Ex vivo vessel wall thickness measurements of the human circle of Willis using 7T MRI

The intracranial arteries play a major role in cerebrovascular disease, but arterial remodeling due to hypertension has not been well described in humans. We aimed to quantify this remodeling for: the basilar artery, the vertebral, internal carotid, middle/anterior (inferior)/posterior cerebral, posterior communicating, and superior cerebellar arteries of the circle of Willis. Ex vivo circle of Willis specimens, selected from individuals with (n=24) and without (n=25) a history of hypertension, were imaged at 7T magnetic resonance imaging using a 3-dimensional gradient-echo sequence. Subsequently, histological analysis was performed. We validated the vessel wall thickness and area measurements from magnetic resonance imaging against histology. Next, we investigated potential differences in vessel wall thickness and area between both groups using both techniques. Finally, using histological analysis, we investigated potential differences in arterial wall stiffness and atherosclerotic plaque severity and load.
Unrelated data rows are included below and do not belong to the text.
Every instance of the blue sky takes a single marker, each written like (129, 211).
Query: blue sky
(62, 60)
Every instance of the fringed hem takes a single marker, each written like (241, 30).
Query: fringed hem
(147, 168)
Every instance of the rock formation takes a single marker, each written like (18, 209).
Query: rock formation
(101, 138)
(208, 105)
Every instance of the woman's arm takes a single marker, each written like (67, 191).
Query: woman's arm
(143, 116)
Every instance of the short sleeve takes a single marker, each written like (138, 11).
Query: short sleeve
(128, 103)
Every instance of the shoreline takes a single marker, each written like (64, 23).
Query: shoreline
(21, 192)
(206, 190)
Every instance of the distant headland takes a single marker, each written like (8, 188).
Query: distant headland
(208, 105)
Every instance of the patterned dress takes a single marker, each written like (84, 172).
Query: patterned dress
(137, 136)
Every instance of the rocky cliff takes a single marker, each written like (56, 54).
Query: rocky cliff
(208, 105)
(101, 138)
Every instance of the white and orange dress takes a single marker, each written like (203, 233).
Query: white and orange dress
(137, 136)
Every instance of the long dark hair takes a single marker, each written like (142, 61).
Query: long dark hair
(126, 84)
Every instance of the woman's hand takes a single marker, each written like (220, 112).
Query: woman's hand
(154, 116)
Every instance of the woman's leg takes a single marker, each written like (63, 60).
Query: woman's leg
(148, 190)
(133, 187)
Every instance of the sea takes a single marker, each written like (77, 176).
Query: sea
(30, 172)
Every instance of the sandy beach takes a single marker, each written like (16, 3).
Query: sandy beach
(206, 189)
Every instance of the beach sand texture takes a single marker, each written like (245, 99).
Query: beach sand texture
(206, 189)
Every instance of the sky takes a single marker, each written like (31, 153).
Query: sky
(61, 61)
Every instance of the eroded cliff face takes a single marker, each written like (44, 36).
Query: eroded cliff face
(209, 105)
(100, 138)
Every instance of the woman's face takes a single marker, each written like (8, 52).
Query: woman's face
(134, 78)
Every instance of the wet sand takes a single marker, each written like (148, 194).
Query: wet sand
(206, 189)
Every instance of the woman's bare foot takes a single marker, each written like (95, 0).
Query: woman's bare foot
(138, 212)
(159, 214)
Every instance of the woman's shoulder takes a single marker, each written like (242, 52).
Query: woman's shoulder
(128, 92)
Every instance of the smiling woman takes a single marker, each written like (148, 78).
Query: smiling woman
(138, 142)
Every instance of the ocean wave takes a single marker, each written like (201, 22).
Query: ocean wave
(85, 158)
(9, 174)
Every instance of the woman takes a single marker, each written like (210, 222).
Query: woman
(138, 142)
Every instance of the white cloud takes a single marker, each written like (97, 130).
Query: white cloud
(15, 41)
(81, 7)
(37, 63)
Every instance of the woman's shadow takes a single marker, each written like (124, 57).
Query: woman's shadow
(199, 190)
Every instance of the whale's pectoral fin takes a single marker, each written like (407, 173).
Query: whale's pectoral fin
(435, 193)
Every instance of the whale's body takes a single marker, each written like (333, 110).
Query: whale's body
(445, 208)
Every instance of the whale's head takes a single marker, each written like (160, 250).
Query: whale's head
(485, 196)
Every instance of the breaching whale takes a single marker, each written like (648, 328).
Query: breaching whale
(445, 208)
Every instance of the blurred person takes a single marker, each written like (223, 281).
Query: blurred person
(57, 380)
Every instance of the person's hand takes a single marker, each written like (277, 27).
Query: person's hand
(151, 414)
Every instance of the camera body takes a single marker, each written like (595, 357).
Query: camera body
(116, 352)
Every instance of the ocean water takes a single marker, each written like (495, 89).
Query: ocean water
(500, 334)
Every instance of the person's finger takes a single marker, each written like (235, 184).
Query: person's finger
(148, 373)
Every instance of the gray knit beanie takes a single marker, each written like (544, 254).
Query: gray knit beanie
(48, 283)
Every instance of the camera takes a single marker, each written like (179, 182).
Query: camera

All analyses were unadjusted. Magnetic resonance imaging and histology showed comparable vessel wall thickness (mean difference: 0.04 mm (limits of agreement:−0.12 to 0.19 mm) and area (0.43 mm 2 [−0.97 to 1.8 mm 2 ]) measurements. We observed no statistically significant differences in vessel wall thickness and area between both groups using either technique. Histological analysis showed early and advanced atherosclerotic plaques in almost all arteries for both groups. The arterial wall stiffness was significantly higher for the internal carotid artery in the hypertensive group. Concluding, we did not observe vessel wall thickening in the circle of Willis arteries in individuals with a history of hypertension using either technique. Using histological analysis, we observed a difference in vessel wall composition for the internal carotid artery.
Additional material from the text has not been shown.